By harijay


2009-12-12 18:19:03 8 Comments

I was wondering what the simplest way is to convert a string list like the following to a list:

x = u'[ "A","B","C" , " D"]'

Even in case user puts spaces in between the commas, and spaces inside of the quotes. I need to handle that as well to:

x = ["A", "B", "C", "D"] 

in Python.

I know I can strip spaces with strip() and split() using the split operator and check for non alphabets. But the code was getting very kludgy. Is there a quick function that I'm not aware of?

15 comments

@kinzleb 2019-05-01 03:54:25

Inspired from some of the answers above that work with base python packages I compared the performance of a few (using Python 3.7.3):

Method 1: ast

import ast
list(map(str.strip, ast.literal_eval(u'[ "A","B","C" , " D"]')))
# ['A', 'B', 'C', 'D']

import timeit
timeit.timeit(stmt="list(map(str.strip, ast.literal_eval(u'[ \"A\",\"B\",\"C\" , \" D\"]')))", setup='import ast', number=100000)
# 1.292875313000195

Method 2: json

import json
list(map(str.strip, json.loads(u'[ "A","B","C" , " D"]')))
# ['A', 'B', 'C', 'D']

import timeit
timeit.timeit(stmt="list(map(str.strip, json.loads(u'[ \"A\",\"B\",\"C\" , \" D\"]')))", setup='import json', number=100000)
# 0.27833264000014424

Method 3: no import

list(map(str.strip, u'[ "A","B","C" , " D"]'.strip('][').replace('"', '').split(',')))
# ['A', 'B', 'C', 'D']

import timeit
timeit.timeit(stmt="list(map(str.strip, u'[ \"A\",\"B\",\"C\" , \" D\"]'.strip('][').replace('\"', '').split(',')))", number=100000)
# 0.12935059100027502

I was disappointed to see what I considered the method with the worst readability was the method with the best performance... there are tradeoffs to consider when going with the most readable option... for the type of workloads I use python for I usually value readability over a slightly more performant option, but as usual it depends.

@JCMontalbano 2019-01-08 23:24:24

you can save yourself the .strip() fcn by just slicing off the first and last characters from the string representation of the list (see third line below)

>>> mylist=[1,2,3,4,5,'baloney','alfalfa']
>>> strlist=str(mylist)
['1', ' 2', ' 3', ' 4', ' 5', " 'baloney'", " 'alfalfa'"]
>>> mylistfromstring=(strlist[1:-1].split(', '))
>>> mylistfromstring[3]
'4'
>>> for entry in mylistfromstring:
...     print(entry)
...     type(entry)
... 
1
<class 'str'>
2
<class 'str'>
3
<class 'str'>
4
<class 'str'>
5
<class 'str'>
'baloney'
<class 'str'>
'alfalfa'
<class 'str'>

@Coding bat 2018-11-15 18:32:20

Let's assume your string is t_vector = [34, 54, 52, 23] and you want to convert this into a list.

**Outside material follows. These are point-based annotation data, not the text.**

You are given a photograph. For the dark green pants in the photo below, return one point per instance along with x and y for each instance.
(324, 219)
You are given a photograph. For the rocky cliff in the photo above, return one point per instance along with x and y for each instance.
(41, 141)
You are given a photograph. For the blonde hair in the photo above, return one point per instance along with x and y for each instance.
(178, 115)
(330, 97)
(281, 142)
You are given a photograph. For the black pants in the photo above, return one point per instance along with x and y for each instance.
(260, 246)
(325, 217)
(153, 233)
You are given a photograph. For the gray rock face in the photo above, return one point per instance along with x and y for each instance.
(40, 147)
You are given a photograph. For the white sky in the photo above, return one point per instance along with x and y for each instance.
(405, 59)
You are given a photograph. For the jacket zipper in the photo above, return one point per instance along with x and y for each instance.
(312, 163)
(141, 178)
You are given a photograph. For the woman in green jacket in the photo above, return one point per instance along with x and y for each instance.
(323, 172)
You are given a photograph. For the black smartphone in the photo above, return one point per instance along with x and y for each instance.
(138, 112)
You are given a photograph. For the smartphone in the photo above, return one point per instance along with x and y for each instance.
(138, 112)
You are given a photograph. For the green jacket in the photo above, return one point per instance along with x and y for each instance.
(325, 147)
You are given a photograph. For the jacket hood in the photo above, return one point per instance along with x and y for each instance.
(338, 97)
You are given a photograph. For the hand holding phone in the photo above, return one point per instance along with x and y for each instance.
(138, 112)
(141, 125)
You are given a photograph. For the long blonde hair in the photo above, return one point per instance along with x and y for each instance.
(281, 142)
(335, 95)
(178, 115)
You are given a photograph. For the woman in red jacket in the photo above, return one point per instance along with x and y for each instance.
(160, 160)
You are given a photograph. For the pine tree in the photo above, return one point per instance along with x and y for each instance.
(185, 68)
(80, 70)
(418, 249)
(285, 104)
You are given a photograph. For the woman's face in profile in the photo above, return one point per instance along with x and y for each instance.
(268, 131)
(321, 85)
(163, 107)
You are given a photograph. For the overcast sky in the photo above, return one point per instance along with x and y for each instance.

You can use the below 2 steps:

ls = t_vector.strip('][')
t_vector = ls.split(' ')

t_vector contains the list.

@ruohola 2019-04-11 11:20:45

This will not work, it will give the result t_vector = ['34,', '54,', '52,', '23'], you need to use split(',') like I've used in my answer.

@ruohola 2018-08-28 13:02:10

Without importing anything;

x = u'[ "A","B","C" , " D"]'

ls = x.strip('][').split(',')

@Hassan Kamal 2018-10-03 18:12:01

Cautionary note: this could potentially be dangerous if any of the strings inside list has a comma in between.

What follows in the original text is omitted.